I don't buy the argument that it "limits the drama" to know a given character won't die. Everyone who watched an episode of TOS back in the '60s knew that the heroes wouldn't die at the end, or that if they appeared to die, it would be reversed somehow. That's pretty much a given in any ongoing series, most of the time. You know the heroes will survive, but you choose to buy into the conceit of danger for the duration of the story. The interest is in seeing how they survive and triumph, not just whether. It's like watching sports. If the only thing that mattered were knowing whether your team won or lost, there'd be no reason to waste hours watching the game -- you could just read the results in the paper afterward. You watch because it's not just about whether they win, it's about experiencing the struggle along with them.
Besides, it's not as if a character's death or avoidance thereof is the only possible thing to tell a story about. There are many other sources of drama. For instance, in "Court-martial," what was more dramatic and engaging to the viewer -- the question of whether Ben Finney would kill Kirk in their obligatory tacked-on fistfight, or the question of whether Kirk's career and reputation would be ruined? If it were only the latter, why even bother with the preceding forty minutes of story? What makes drama isn't just physical danger, but emotional danger. Drama comes from a character having something to lose, something that's meaningful to them. There are lots of things other than just staying alive that are meaningful to people, lots of things they can be hurt by losing -- their relationships, their reputations, their ideals, their confidence, you name it.
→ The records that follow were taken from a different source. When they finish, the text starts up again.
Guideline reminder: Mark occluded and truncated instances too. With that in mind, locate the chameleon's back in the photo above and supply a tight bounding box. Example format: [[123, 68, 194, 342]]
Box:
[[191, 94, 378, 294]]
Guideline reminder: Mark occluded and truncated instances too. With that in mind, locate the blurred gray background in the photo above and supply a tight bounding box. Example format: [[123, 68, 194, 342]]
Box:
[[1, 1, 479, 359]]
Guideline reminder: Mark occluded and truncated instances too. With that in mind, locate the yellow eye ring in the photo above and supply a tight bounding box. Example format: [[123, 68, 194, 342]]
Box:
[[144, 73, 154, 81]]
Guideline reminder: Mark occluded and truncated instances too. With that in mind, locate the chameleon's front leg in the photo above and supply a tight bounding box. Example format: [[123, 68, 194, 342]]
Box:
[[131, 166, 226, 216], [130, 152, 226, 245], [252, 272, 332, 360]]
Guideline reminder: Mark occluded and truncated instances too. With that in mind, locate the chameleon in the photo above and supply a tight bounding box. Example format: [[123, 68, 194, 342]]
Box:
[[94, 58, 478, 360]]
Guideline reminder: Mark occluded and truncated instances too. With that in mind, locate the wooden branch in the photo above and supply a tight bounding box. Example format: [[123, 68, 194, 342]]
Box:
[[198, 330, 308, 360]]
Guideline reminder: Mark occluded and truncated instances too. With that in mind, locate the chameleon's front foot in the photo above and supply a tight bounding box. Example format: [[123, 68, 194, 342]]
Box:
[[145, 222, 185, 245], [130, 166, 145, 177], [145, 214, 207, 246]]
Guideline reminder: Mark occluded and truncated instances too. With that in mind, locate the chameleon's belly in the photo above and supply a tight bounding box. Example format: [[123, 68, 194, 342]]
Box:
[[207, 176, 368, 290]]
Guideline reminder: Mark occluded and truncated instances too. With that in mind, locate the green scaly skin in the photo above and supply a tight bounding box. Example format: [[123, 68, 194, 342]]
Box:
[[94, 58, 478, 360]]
Even if death is involved, it can be the death of somebody else, someone they loved or were responsible for, that's most devastating to a character.
I also question whether Nogura and Terrell really count as "connections back to Kirk." Sure, Nogura was Kirk's boss for nearly three years, but he was the boss of everybody in Starfleet. And let's not forget that Nogura never even appeared onscreen in TOS; he was just mentioned in passing in one movie. So it's a stretch even to consider him a TOS character. As for Terrell, he explicitly stated in TWOK that "I've never even met Admiral Kirk." Their only direct interaction was on Regula I and the planetoid, and Terrell wasn't even himself then.